Risale-i Nur, küllî bir tahribatı ve bir muhît kal’ayı tamir ediyor

Risale-i Nur, küllî bir tahribatı ve bir muhît kal’ayı tamir ediyor

Günün Risale-i Nur dersi

Bismillahirrahmanirrahim

İhtar

Bu risalenin mahall-i zuhuru olan şu memleket muhitinde Risaletü’n-Nur’un sair risaleleri bulunmadığından ve ihtiyarsız olarak burada telif edildiğinden, Âyetü’l-Kübrâ gibi risalelerde, zâhirî bir tekrar suretinde başka Sözlerin ve Lem’aların bir kısım mühim meseleleri zikredilmiş ve buralardaki şâkirtlere nisbeten herbiri birer küçük Risaletü’n-Nur hükmüne geçmek hikmetiyle böyle yazdırılmış.
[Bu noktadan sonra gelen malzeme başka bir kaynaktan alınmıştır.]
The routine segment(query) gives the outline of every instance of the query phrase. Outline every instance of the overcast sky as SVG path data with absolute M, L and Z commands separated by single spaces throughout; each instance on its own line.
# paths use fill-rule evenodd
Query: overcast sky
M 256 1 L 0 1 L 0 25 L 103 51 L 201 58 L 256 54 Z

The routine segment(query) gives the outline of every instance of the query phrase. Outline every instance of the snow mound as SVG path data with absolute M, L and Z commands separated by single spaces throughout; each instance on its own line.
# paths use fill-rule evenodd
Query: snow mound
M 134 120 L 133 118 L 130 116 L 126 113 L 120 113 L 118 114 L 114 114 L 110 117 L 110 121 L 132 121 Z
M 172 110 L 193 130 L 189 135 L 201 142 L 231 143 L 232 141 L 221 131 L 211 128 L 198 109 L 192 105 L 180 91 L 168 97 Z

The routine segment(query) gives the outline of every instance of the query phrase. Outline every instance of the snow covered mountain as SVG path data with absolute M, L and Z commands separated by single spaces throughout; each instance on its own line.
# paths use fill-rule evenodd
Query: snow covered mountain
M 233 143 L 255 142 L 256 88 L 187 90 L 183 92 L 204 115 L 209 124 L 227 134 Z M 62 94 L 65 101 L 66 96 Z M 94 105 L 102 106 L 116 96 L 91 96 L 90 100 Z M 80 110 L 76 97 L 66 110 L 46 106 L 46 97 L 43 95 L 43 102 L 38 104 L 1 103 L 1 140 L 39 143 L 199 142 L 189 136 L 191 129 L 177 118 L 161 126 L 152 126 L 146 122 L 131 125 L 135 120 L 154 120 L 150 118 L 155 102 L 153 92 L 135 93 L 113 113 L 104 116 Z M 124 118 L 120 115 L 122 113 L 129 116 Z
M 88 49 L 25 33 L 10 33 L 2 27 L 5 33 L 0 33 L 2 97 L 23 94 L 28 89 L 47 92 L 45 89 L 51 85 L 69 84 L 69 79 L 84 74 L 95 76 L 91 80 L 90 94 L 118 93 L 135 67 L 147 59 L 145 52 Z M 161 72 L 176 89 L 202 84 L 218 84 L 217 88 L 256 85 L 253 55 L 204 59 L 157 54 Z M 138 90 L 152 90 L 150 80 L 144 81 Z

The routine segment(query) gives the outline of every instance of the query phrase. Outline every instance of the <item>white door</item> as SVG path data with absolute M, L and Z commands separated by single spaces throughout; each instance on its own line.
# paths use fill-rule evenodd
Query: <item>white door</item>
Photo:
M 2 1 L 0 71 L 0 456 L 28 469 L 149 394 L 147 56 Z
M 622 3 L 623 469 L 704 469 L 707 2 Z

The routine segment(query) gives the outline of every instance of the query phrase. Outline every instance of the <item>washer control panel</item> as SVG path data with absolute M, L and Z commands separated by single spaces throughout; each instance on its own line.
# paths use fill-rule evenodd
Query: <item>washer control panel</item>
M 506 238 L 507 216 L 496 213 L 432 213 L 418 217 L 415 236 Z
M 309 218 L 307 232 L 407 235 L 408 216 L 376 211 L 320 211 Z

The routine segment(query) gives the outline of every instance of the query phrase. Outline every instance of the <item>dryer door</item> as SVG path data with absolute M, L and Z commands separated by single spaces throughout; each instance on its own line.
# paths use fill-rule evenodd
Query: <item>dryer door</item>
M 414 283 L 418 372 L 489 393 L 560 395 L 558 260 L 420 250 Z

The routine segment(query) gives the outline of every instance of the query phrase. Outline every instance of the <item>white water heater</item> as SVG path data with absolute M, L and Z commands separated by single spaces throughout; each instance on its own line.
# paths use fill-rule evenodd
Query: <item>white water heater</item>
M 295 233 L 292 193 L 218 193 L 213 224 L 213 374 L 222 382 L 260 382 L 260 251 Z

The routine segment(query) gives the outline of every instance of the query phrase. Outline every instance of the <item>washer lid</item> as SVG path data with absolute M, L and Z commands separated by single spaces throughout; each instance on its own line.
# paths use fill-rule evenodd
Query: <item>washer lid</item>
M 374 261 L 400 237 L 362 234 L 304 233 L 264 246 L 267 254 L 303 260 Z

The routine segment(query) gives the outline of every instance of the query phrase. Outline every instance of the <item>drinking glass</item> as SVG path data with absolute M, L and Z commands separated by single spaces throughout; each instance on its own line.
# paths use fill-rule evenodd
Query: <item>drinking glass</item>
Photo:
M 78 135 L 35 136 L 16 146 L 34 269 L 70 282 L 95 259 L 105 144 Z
Bu müsveddenin birinci tebyizi bir mübarek zât tarafından oldu. O zâtın tevafuktan haberi yokken yazdığı nüshada, kayda lâyık şöyle lâtif ve mânidar bir tevâfuk gördük ki: O nüshanın satırları başında elif ( ا )’ler altı yüz altmış altı (666) olarak yazılmıştır. Bu hâl ise, Hazret-i İmam-ı Ali (radıyallahu anh) tarafından bu hususî risaleye verilen Âyetü’l-Kübrâ namının cifrî ve ebcedî makamı olan altı yüz altmış altı (666) adedine tam tamına muvafakatı ve mutabakatı ile, bu risalenin bu nâma liyakatını gösterir. Hem âyât-ı Kur’âniyenin adedi olan altın bin altı yüz altmış altı (6666)’nın dört mertebesinden üç mertebesine tevafuku dahi, bu risalenin, âyâtın bir lem’ası olduğuna bir işarettir diye telâkki ettik.

***

Bugünlerde, mânevî bir muhaverede bir sual ve cevabı dinledim. Size, bir hülâsasını beyan edeyim:

Biri dedi: “Risale-i Nur’un iman ve tevhid için büyük tahşidatları ve küllî teçhizatları gittikçe çoğalıyor. Ve en muannid bir dinsizi susturmak için yüzde birisi kâfi iken, neden bu derece hararetle daha yeni tahşidat yapıyor?”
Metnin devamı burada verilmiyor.